2008 年には、ヘパリン ナトリウムの副作用により米国で 81 名が死亡した。その原因は中国の原薬製造メーカーが偽薬を混入したためである。
ヘパリンナトリウムは、抗血液凝固剤として使用される。
もともとは原料を牛の腸の粘膜から採取していたが、BSE問題により豚から採取することに変更となった。
しかし、四川大地震により豚の価格が高騰したため、中国の原薬製造メーカがHPLCのピークがヘパリンナトリウムとよく似た物質を混入させたのである。
事件発覚後、FDA は 原薬を輸出した中国の製薬会社を一度も査察していな かったことが発覚した。
それ以降、FDAは2008年に上海を拠点に中国に4ヶ所の事務所を設置した。当初はFDAから7人と中国人8名の計15名で中国の製薬企業の監視を始めた。
またインドに関しても同様の監視を行っている。
現在では、米国外では珍しい非通知査察(事前の予告をしないで査察が実施される)が実施されている。
日経ビジネスONLINEに興味深い記事が掲載されていたので、以下、引用し一部変更して紹介したい。
「供給者管理に関しては、アップル社の取り組みが参考になる。アップル社のホームページには「サプライヤー責任」と題して取り組みを公開している。
供給者の責任は「説明責任」「労働者の権利と人権」「従業員の支援」「環境、健康と安全」「報告書」の5つのパートで構成されている。

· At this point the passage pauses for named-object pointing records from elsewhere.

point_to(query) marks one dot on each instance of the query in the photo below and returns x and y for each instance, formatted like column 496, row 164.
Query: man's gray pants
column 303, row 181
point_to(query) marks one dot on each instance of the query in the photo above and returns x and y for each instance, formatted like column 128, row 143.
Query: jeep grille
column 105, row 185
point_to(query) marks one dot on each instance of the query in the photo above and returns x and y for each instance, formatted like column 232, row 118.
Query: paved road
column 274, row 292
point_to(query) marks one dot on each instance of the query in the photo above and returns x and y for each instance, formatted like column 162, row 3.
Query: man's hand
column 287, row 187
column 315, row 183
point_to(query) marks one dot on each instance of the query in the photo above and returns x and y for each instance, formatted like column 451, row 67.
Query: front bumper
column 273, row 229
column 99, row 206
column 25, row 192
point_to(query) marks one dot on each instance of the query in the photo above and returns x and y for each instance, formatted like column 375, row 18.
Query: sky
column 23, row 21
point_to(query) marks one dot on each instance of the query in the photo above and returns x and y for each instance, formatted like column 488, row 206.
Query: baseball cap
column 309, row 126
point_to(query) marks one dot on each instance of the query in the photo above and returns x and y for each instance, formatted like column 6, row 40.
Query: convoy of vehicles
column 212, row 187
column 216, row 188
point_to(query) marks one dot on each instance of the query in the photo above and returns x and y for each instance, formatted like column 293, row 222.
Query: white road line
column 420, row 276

アップル社は供給者への監査を通じてサプライヤーの管理状況の掌握に取り組んでいる。
注目すべきは、同時に行っている教育プログラムに代表されるサプライヤーへの支援だ。アップルのサプライヤー責任のトップページには「説明責任」についてアップルの考え方を明らかにしている。
供給者の管理レベルを設定し、一定期間ごとに監査を行っている企業は多いだろう。
しかしアップル社は、そういった管理状況の説明責任を課しているだけではなく、供給者が自ら責任を全うするために必要なスキルを獲得する「サポート」を提供している。
アップル社が供給者への教育に代表されるサポートを前面に出すのは、取り引きを行っているサプライヤー数が少なく、ほぼすべてのサプライヤーに教育が行き届いているからであろう。
2016年2月に公開された「Supplier List」によると、上位200社のサプライヤーで、購入額の97%を占める集中購買を実現させている。
サプライヤー監査の回数は2015年で640件を数えており、これは97%を占めるサプライヤーを年3回監査している計算になる。」